Concentrations of pepstatin A/mefloquine applied simultaneously to the cultures were as follows: B. bovis (C1, C2, C3, and C4) = B. bovis (3/1.9, 3/3.9, 6/1.9, and 6/3.9 μM), B. bigemina (2.9/1.9, 2.9/3.8, 5.8/1.9, and 5.8/3.8 μM), B. caballi (2.6/2.2, 2.6/4.4, 5.2/2.2, and 5.2/4.4 μM), and B. equi (0.5/2.3, 0.5/4.6, 1/2.3, and 1/4.6 μM), respectively. Both reagents alone were tested in the in vitro cultures of all parasites by using the high and low concentrations of pepstatin A/mefloquine combination of each parasite as mentioned below. Concentrations of pepstatin A applied simultaneously to the cultures were as follows: B. bovis (Pa and Pb) = B. bovis (6 and 3 μM), B. bigemina (5.8 and 2.9 μM), B. caballi (5.2 and 2.6 μM), and B. equi (1 and 0.5 μM), respectively. The concentrations of mefloquine applied simultaneously to the cultures were as follows: B. bovis (Ma and Mb) = B. bovis (3.9 and 1.9 μM), B. bigemina (3.8 and 1.9 μM), B. caballi (4.4 and 2.2 μM), and B. equi (4.6 and 2.3 μM), respectively. Parasitemia were monitored daily by counting parasitized erythrocytes to approximately 1,000 erythrocytes in Giemsa-stained thin blood smears. The 50% inhibitory concentration (IC50) values for the drugs upon growth of all parasites tested were calculated on the basis of the maximum growth of the DMSO control in the in vitro cell culture system by using interpolation after curve-fitting.

Viability test.

After four days of treatment, 6 μL each of the control and drug-treated (at the various indicated concentrations) erythrocytes were mixed with 14 μL of parasite-free erythrocytes and suspended in fresh growth medium without drug supplementation. The plates were then incubated for five days. Culture medium was replaced daily, and parasite recrudescence was determined by using light microscopy to assess parasite viability.8

In vivo growth inhibition assay.

The in vivo growth inhibition assay for pepstatin A, mefloquine, and pepstatin A/mefloquine combinations (2.5 mg/kg/2.5 mg/kg and 5 mg/kg/5 mg/kg) was performed in BALB/c mice as described.8,34 Twenty-eight week-old female BALB/c mice were divided into five groups of four mice and intraperitoneally inoculated with 1 × 106 B. microti-infected erythrocytes. In the first group, mefloquine dissolved in DMSO was administered at a dose rate of 5 mg/kg. In the second group, pepstatin A dissolved in DMSO was administered at a dose rate of 5 mg/kg. In the third group, a combination of pepstatin A and mefloquine (2.5 mg/kg of each) dissolved in DMSO was administered. In the fourth group, a combination of pepstatin A and mefloquine (5 mg/kg of each) dissolved in DMSO was administered. Phosphate-buffered saline containing 0.02% DMSO was administered to the fifth group as a placebo control.

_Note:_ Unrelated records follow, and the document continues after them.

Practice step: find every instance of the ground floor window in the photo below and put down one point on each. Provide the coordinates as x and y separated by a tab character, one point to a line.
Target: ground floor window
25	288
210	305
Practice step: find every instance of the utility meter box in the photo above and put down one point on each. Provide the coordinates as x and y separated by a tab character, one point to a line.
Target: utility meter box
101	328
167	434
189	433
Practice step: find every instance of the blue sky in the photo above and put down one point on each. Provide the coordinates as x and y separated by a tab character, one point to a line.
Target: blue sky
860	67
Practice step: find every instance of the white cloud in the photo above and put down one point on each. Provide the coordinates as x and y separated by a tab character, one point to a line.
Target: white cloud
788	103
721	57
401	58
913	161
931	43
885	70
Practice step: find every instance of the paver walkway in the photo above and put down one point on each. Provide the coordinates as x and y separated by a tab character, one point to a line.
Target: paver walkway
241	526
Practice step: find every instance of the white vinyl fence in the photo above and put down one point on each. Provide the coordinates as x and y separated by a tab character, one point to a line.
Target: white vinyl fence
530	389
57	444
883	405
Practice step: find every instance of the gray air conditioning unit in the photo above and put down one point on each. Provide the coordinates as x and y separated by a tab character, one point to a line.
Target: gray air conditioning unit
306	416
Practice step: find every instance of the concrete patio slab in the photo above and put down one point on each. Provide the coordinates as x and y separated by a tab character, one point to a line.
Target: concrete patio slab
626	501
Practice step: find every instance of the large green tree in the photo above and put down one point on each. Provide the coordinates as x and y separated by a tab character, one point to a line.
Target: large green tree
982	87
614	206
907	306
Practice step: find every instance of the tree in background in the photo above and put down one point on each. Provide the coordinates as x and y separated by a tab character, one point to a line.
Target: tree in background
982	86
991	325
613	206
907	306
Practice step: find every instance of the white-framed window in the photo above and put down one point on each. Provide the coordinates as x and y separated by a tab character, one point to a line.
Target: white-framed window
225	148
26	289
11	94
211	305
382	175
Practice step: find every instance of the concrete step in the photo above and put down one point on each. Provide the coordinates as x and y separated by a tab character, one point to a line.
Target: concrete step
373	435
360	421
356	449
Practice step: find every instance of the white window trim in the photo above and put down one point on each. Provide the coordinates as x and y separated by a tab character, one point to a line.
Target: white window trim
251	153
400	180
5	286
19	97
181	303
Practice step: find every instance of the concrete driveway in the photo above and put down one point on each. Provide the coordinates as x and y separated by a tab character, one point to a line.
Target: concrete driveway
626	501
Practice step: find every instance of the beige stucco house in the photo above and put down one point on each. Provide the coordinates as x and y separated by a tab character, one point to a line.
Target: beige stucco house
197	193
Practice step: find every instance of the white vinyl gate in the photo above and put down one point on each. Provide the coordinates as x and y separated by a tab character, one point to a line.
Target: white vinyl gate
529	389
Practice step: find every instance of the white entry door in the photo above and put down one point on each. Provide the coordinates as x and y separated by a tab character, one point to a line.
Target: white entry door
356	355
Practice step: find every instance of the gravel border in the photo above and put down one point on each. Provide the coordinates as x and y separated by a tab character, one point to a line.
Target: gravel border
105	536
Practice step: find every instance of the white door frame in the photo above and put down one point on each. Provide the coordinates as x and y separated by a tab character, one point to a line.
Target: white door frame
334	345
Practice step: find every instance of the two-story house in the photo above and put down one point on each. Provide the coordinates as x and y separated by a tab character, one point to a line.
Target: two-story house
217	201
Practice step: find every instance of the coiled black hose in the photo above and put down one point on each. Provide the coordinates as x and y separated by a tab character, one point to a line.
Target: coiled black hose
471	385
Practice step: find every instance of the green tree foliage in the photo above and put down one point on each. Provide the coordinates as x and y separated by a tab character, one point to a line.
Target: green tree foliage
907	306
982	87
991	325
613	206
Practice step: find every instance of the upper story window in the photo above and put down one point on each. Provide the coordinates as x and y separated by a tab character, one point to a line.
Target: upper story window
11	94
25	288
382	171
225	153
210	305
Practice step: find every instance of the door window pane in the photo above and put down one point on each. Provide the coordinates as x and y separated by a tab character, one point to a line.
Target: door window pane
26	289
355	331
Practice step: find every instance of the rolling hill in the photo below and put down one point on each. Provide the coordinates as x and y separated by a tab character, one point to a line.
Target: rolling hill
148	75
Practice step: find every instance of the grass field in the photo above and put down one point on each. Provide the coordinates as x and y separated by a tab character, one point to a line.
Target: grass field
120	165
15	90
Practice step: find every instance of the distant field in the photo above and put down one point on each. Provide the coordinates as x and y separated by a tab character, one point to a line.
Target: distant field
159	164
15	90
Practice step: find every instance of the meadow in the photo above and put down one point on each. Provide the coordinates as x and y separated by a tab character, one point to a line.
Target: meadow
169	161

When infected mice showed parasitemias of approximately 1%, mice in all experimental groups were administered daily intraperitoneal injections from days 3 to 8 post-infection. Levels of parasitemia in all mice were monitored daily until 30 days post-infection by examination of Giemsa-stained thin blood smears prepared from venous tail blood. All animal experiments were conducted in accordance with the Standard Relating to the Care and Management of Experimental Animals set by the National Research Center for Protozoan Diseases, Obihiro University of Agriculture and Veterinary Medicine (Hokkaido, Japan).

Statistical analysis.

Differences in percentages of parasitemia for in vitro cultures and among groups of in vivo studies were analyzed by using the independent Student's t-test.8,33 P values < 0.05 was considered statistically significant for all tests.

Results

In vitro inhibitory effect of pepstatin A on Babesia parasites.

The in vitro growth of B. bovis (Figure 1A) and B. bigemina (Figure 1B) was significantly inhibited (P < 0.05) by 50 μM and 25 μM pepstatin A, respectively, and 5 μM pepstatin A significantly inhibited the growth of B. caballi (Figure 1C) and B. equi (Figure 1D). In the presence of 500 μM pepstatin A, growth of all parasites was completely suppressed. Complete suppression of parasites was observed with 2 μM diminazene aceturate (Figure 1AC), and 100 μM tetracycline completely suppressed parasites (Figure 1C and D). Complete elimination of the growth of four species (B. bovis, B. bigemina, B. caballi, and B. equi) from pepstatin A-treated cultures was observed on day 3 (Figure 1AD). Complete elimination of the three parasites from diminazene aceturate–treated cultures was observed on day 3 of the treatment for B. bovis, B. bigemina, and B. caballi (Figure 1AC).

Figure 1.

Figure 1.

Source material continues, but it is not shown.